Heh, well, what I did is a little complicated, but I think it's about the best you can do for a set of bots that each have their own distributions. Basically I run 1,000 or whatever random simulations of the overall score, based on the averages / standard deviations of each individual bot's score distribution. Then I can take those "overall score" samples, supposedly generated from the same distribution as the real scores, and use them as additional samples to calculate the confidence interval of the overall score. It's a fairly basic Monte Carlo method.
I see there was a discussion about it on the RoboRunner page. I should probably go read that. Never heard of the Monte Carlo method, so I'll look into it.
I'd heard the term, but it was totally Skilgannon that knew enough to suggest it. Once I looked into it, though, it was pretty simple.
But I also wanted to mention, I was planning to pass some object with all the confidence interval info you might need about the current battle in the new listener. I figured that was among the things you'd want in the application output, since it's among the things I print in the console version. But of course you're free to use whatever you like. :-)
I'll use it if it's there. I use the ScoreLog to show data from past battles, and wasn't sure if confidence information would also be available from the ScoreLog after your updates. If not, I can keep using my own confidence calculator for past data.
Hmm. Well first off, I am pretty sure you should make sure you are using the [t-distribution], not the normal distribution. Using that, I would generate a confidence interval for each individual bot. I am nearly certain that there is a way to generate a confidence interval from the mean of several other intervals. I can't remember off the top of my head but I vaguely recall it being something like the square root of the sum of the squares of the standard errors (not standard deviations since the sample size is presumably fairly small). I'll tell you if I can find it.

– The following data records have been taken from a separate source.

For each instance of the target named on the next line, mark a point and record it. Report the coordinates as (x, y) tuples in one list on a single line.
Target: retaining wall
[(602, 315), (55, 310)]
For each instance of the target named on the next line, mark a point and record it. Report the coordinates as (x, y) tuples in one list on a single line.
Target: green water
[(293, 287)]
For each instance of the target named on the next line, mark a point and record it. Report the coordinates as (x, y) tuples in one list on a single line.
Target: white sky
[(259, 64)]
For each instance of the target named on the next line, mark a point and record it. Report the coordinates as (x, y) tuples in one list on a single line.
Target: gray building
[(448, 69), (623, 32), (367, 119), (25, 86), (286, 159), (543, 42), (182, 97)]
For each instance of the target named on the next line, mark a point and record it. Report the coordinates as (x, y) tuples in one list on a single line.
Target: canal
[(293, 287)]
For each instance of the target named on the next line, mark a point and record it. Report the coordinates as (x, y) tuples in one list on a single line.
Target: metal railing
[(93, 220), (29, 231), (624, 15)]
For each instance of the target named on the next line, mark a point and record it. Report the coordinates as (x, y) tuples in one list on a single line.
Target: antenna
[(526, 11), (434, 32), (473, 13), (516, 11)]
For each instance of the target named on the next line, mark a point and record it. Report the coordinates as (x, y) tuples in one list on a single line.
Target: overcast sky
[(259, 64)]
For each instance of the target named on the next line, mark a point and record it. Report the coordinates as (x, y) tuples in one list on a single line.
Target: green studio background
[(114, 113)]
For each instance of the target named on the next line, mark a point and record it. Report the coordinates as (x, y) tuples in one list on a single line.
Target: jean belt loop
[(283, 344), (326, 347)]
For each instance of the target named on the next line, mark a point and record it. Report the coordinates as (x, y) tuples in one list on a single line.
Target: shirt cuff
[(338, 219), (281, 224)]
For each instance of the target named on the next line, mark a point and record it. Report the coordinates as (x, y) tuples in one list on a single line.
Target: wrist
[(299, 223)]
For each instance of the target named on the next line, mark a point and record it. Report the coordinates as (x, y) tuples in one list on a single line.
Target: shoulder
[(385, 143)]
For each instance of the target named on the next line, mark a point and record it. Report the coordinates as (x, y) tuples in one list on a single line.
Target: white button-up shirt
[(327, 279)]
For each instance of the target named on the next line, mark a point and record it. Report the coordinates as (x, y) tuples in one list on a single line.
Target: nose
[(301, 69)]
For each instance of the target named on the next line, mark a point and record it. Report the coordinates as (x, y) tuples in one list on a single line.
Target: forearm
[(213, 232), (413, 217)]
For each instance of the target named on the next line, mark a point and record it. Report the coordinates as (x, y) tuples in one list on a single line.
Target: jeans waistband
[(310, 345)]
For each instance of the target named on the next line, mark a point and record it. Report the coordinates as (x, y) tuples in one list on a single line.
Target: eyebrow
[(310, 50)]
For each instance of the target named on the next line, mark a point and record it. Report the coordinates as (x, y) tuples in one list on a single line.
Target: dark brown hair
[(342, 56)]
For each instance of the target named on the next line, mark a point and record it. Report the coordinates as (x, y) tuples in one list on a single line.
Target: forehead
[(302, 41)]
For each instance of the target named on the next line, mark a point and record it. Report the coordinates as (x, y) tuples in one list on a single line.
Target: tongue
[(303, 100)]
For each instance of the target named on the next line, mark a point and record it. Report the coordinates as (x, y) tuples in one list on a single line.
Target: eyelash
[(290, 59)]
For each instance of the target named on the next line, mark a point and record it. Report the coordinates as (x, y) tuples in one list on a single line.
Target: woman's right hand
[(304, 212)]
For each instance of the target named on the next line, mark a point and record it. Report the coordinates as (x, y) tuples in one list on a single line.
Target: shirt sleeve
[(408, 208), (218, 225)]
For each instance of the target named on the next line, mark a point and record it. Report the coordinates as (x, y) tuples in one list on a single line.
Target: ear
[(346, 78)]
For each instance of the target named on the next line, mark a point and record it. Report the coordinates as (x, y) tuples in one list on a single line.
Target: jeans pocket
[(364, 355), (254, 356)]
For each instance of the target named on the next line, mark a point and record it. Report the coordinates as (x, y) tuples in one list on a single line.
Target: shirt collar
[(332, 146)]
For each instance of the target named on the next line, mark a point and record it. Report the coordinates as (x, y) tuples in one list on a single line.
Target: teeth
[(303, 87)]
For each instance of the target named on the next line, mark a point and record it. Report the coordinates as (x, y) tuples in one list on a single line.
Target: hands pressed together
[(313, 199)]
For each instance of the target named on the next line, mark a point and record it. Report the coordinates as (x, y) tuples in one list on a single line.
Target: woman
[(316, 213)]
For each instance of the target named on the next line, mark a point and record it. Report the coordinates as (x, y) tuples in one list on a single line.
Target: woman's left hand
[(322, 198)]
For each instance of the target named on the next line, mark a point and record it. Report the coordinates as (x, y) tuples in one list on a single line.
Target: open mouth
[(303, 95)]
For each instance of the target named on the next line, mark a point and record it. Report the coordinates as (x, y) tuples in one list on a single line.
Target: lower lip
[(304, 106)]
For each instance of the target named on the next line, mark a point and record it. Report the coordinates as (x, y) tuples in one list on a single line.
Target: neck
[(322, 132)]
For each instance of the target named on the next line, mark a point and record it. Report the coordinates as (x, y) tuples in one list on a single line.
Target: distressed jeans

http://www.hilemansblog.com/?tag=root-sum-of-squares and https://www.westgard.com/lesson35.htm#6
I didn't read through them carefully (kind of busy with school), but skimming through them quickly, it appears that the square root of the sum of the variances of the individual distributions is correct.
I think that's correct if all of them have the same number of samples. However, with the cool new 'variance minimizer' pairings selection algorithm that isn't necessarily guaranteed. Although you may be right - could you see if your Monte Carlo gives the same results as a root-sum-of-squares, Voidious?